Nous plongeons, nous piquons. L’énorme prédateur, lui, stabilise son vol, roussissant les ailes de nos retardataires ; et l’un de nous tombe, rôti, comme une pierre de viande aux plumes comme des flammes. Il tombe au cœur même du val libre s’ouvrant à nous, salvateur comme toujours ; à notre effarement répond le petit peuple fanfaron, moqueur, de la plage aux sables bleus. Délaissant les blessés la bête passe dans un ultime rugissement, sans prendre son tribu : nos camarades tombés, abandonnés là, dans une mort qui n’aura servi à rien.

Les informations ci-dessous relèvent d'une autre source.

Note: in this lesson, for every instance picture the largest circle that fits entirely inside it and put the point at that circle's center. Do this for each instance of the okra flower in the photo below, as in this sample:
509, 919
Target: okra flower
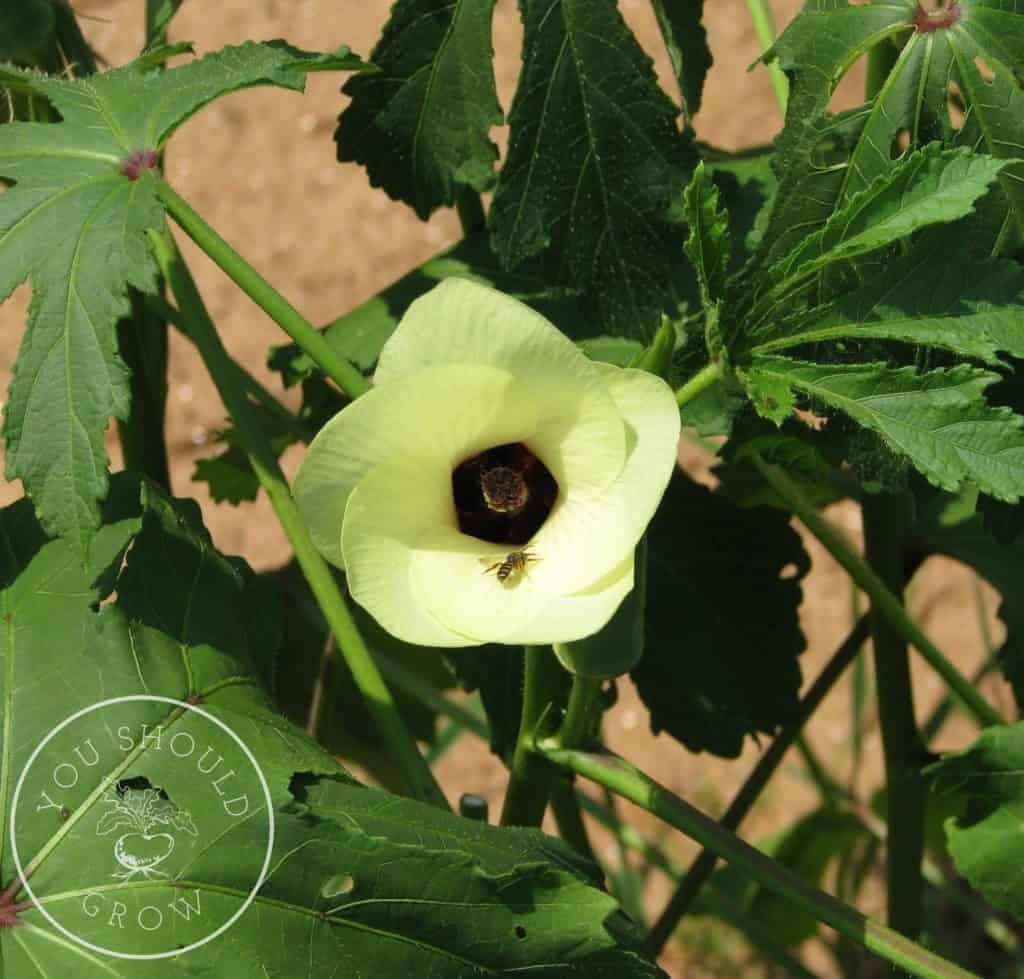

Juste un peu plus loin, l’énorme bête aborde sa propre aire de repos, son propre val libre, vaste comme le lit doré du Rhin quand il crépite sous le crépuscule des dieux barbares. Feu et mort. Pierre, rudesse d’un sol armé. Territoire d’autres monstres à elle semblables, se croisant selon les plans complexes de leurs envols déchirant les lois mêmes du ciel.
Nos territoires se jaugent, se toisent comme chiens de faïence. Ici, c’est un Eden, un lac tendu comme un miroir au ciel. Là-bas, c’est une conquête, une prise de guerre, un affront qui projette le lourd hors du sentier glébeux des origines. Chacun y tient sa place, mais nous savons, en évaluant les survivants, que cela ne durera pas. Ces bêtes-là ne se contentent pas de territoires, ni d’emprunter au ciel des voies inexplorées. Partout comme chez elles ; arrogantes de puissance ; ivres de leurs propres essences ; faiseuses de leurs propres lois. Sans souci de nous autres migrants obligés, n’ayant nul autre choix que celui de refaire le chemin des rituels de survie.
De quelle supériorité sommes-nous devenus les proies ? Nous ne saurions imaginer plus grand bienfait que le val libre qu’est le ciel. Notre désir y réside – mais nos rêves sont bridés.


Orly/Valenton – Mars 2016


 


Balade littéraire : "PAYSAGES, PAYS SAGES" - Par la Compagnie Simagine
Dimanche 05 juin 2016 - Départ à 16h
Départ devant la Bibliothèque municipale
Espace Julien Duranton, Place Paul Vaillant-Couturier - 94460 Valenton
Gratuit - Réservation auprès du service culturel : 01 43 86 37 60

NOTES :
La commune de Valenton s'est appelée "Le val libre" sous la Révolution Française.
Dans cette commune, le parc de la plage bleue y est l'un des endroits privilégié de nombreuses espèces d'oiseaux migrateurs, malgré sa situation à quelques encablures de l'aéroport d'Orly.